A favourable tax rate may apply if the period between grant and exercise exceeds 12 months and if the employee is employed with the granting company at least for the first 12 months of this period. In the case of a limited taxpayer status, the application of the favourable tax rate in payroll leads to an individual income tax filing obligation for the non-resident taxpayer, including progression impact of otherwise tax-exempt income.
Tax on net income from professional activities or from carrying on a trade or business is collected by assessment. Quarterly instalments might be assessed on an estimated basis and credited against the final income tax burden.
Capital gains from financial investments (e.g. sale of shares) are subject to a flat tax rate of 25% plus 5,5% solidarity surcharge (in total 26.375%, plus church tax if applicable), which is basically withheld at source. Related expenses cannot be deducted. Capital gains qualify for the 'investor's allowance' of EUR 801 per taxpayer and year for the total of all financial investment income. This amount is doubled in the case of married taxpayers filing jointly. Special rules apply on the taxation of capital gains from the sale of a significant interest in a corporation (1% or more).
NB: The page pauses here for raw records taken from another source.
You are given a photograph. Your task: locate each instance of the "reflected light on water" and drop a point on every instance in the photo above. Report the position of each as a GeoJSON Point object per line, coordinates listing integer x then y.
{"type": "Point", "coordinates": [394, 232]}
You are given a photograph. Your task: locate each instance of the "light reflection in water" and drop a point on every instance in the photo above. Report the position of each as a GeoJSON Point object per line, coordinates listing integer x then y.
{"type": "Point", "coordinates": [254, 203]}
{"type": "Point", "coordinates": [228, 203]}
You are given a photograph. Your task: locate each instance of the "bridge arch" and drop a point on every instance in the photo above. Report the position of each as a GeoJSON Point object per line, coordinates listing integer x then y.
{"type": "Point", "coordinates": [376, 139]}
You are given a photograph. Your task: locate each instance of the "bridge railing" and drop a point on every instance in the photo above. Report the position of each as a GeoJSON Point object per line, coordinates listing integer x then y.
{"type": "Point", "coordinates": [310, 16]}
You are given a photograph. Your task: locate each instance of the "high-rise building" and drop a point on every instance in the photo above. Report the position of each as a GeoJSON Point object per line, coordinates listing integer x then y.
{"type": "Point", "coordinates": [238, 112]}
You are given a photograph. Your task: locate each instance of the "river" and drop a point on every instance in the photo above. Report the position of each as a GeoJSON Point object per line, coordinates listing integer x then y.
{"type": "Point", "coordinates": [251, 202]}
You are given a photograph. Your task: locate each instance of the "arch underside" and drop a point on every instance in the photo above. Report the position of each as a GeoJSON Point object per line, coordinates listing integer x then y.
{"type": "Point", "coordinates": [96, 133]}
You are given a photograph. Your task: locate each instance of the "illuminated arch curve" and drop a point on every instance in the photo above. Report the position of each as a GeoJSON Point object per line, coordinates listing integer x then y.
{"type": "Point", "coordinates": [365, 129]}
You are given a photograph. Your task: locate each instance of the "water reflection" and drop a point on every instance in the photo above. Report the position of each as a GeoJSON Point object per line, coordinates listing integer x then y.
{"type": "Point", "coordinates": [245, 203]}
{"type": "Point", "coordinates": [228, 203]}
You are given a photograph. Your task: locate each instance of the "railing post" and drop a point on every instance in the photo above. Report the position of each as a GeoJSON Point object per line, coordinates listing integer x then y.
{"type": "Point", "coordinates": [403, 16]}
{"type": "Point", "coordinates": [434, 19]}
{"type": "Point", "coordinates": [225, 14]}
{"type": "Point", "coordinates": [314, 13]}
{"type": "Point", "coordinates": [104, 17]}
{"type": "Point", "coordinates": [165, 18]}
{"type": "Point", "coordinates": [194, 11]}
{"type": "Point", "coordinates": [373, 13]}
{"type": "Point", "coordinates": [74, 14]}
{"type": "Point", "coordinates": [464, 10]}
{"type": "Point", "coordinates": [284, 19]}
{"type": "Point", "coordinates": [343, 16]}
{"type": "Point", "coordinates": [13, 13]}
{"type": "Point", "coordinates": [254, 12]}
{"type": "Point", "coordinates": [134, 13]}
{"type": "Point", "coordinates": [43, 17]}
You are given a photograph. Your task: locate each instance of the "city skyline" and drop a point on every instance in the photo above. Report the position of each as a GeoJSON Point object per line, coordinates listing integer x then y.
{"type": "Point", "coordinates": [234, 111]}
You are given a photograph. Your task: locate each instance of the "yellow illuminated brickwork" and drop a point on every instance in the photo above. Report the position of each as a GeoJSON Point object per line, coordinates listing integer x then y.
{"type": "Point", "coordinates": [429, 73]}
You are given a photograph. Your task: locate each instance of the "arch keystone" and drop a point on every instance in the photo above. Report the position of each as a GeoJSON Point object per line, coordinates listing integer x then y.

Special partial tax exemptions apply on capital gains from the sale of mutual funds units, depending on the nature of the fund.
Other capital gains are taxable in Germany at individual progressive rates only if the sale is within one year (for movable assets) or ten years (for real property) after the purchase date. These capital gains are only taxable if the profit exceeds EUR 600 per year in total. Further tax relief may be applicable under specific conditions if the property was used for private purposes.
The German Foreign Tax Act contains regulations concerning an exit taxation for individuals if certain requirements are met. If the individual has been subject to unlimited tax liability in Germany for a certain time and holds at least 1% in a corporation as private asset, he/she could qualify for exit tax. The exit tax will be triggered in case the unlimited tax liability in Germany is terminated, e.g. in most cases due to relocation of the shareholder. As a result, the capital gain of a deemed sale of the shares will be taxed under German income tax regulations. The exit taxation could in some cases be avoided, if necessary, by appropriate structuring.
Dividend income is subject to a flat tax rate of 25% plus 5.5% solidarity surcharge (in total 26.375%, plus church tax if applicable), which is basically withheld at source. Related expenses cannot be deducted. Dividend income qualifies for the annual investor's allowance of EUR 801 per taxpayer for the total of all financial investment income. This amount is doubled in the case of married taxpayers filing jointly.
Special partial tax exemptions apply on distributions of mutual funds, depending on the nature of the fund.
Mutual funds retaining their profits can trigger deemed income to be taxed at the investor level even if no actual distributions are made.
Interest income is subject to a flat tax rate of 25% plus 5.5% solidarity surcharge (in total 26.375%, plus church tax if applicable), which is basically withheld at source. Related expenses cannot be deducted. Interest income qualifies for the annual investor's allowance of EUR 801 per tax payer for the total of all financial investment income. This amount is doubled in the case of married taxpayers filing jointly.
Note that the investor's allowance is only provided one time for the total of interest and dividend income and capital gains.
Rents received less allowable expenses form part of taxable income. Under treaty provisions rental income from sources abroad is mostly exempt. Tax exemption with progression will be applicable if sources are not located within the EU/EEA.
Employment income connected to special construction, engineering, or consulting work outside Germany, lasting at least three months, might be exempt if:
- The employee works abroad for a German employer or an employer located in the European Union.
- There is no tax treaty with the foreign country.